That's a huge chunk of text. I'll answer as best as I am aware of.
The ululation does sound like a Husky. The chewing is just dog behavior, you should be able to train that.
Food snatching sounds like just dog behavior. (By the way, what I mean by dog behavior is untrained dogs.. your dogs were trained well so they don't do these, but would if you didn't train).
Same with chewing Rae's toys. Dog behavior, trainable.
Going after Chihuaha's sounds like poor socialization, not a prey drive. But it could be, I suppose. My Siberian will annoy the heck out of my cat but my cat fights back to him (a good sharp swats gets him away). Chi's are smaller and not as capable of fighting as cats are.
Siberians will usually want to be in the same area (visual or audible area) you are in 24/7, they are extreme pack animals. My Siberian will lay in the corner of the room, but there are some cuddly Siberians. Some are bad like mine as such I can't leave him on my upstairs patio which has a large window to the kitchen, the fact there's a closed door between us bothers him. Other dogs will be fine just seeing you through a window. Others need to be leaning on you all the time.
The bolting out of the door does sound like Siberian behavior. It's not that they are trying to escape from you, though. More likely he thinks you will go running with him (and you probably do, chasing him to get him back) instead of what you're actually doing.
My Siberian refused to sleep anywhere except the floor for the first two months I had him. Slowly he moved closer and closer to the bed, then he slept on the bed for about 30 minutes then moved to the floor again. Nowdays he sleeps on my bed the whole night unless I kick him off by accident. Could be similar.

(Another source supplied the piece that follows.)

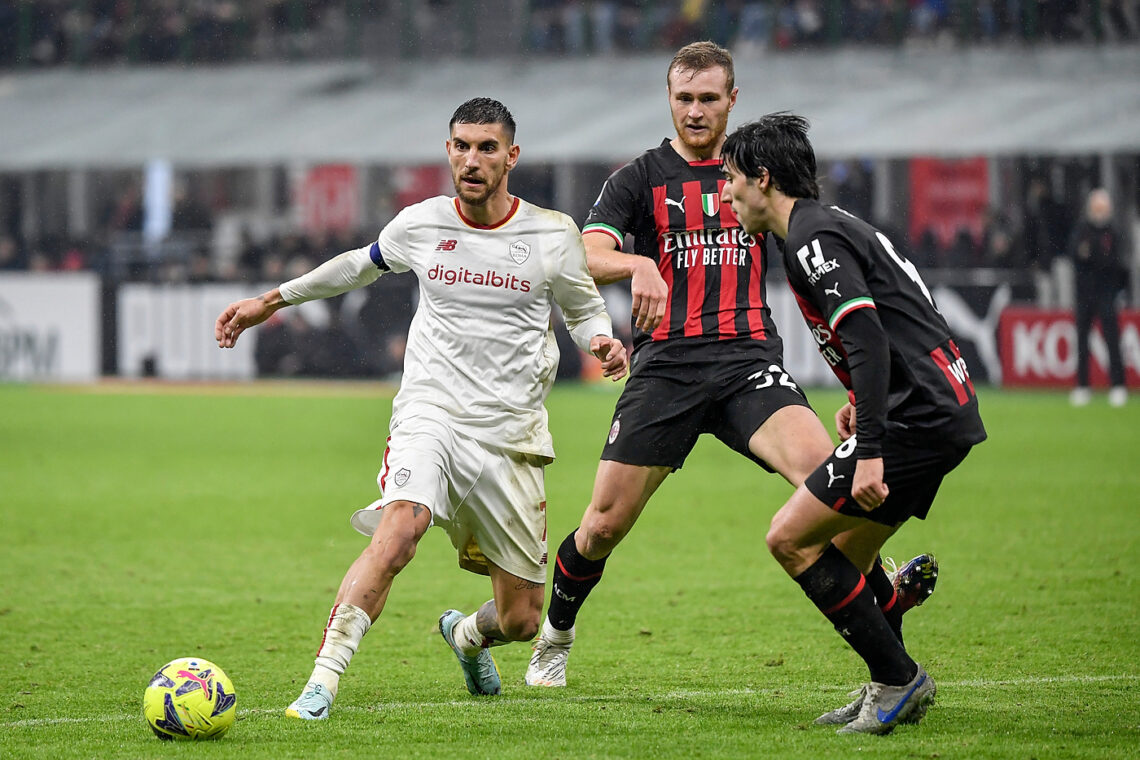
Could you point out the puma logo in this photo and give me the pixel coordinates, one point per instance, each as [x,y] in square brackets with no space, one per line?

It was really easy for me to train my mother's GSD and my father's Labs. My Sib was hard to train. Siberians are known to "shut down" from overly harsh criticism. I had to get rid of my electric fence because when he got shocked, he was terrified to go outside and just shut down anytime i made any indication of going outside, would stay in the center of the house furthest away from the fence and not budge for 8 hours.
If I shouted "Hey!" at him he'd tuck his tail and cower from me. So I learned to keep my criticism light hearted and it worked just as well.
For training is he food or toy motivated? Siberians will rarely follow a command if they don't think there's a good reason to follow it. My dog won't sit unless I say it VERY sternly or have a treat in hand. But I reserve the stern tone for important things otherwise he will probably take it too lightly because it's so common it doesn't matter.
It took a few months for my Siberian to start to let me run the house. Rescue dogs need time to settle in.
I'm SHVar will correct a lot of things I say and add a lot more so come back later!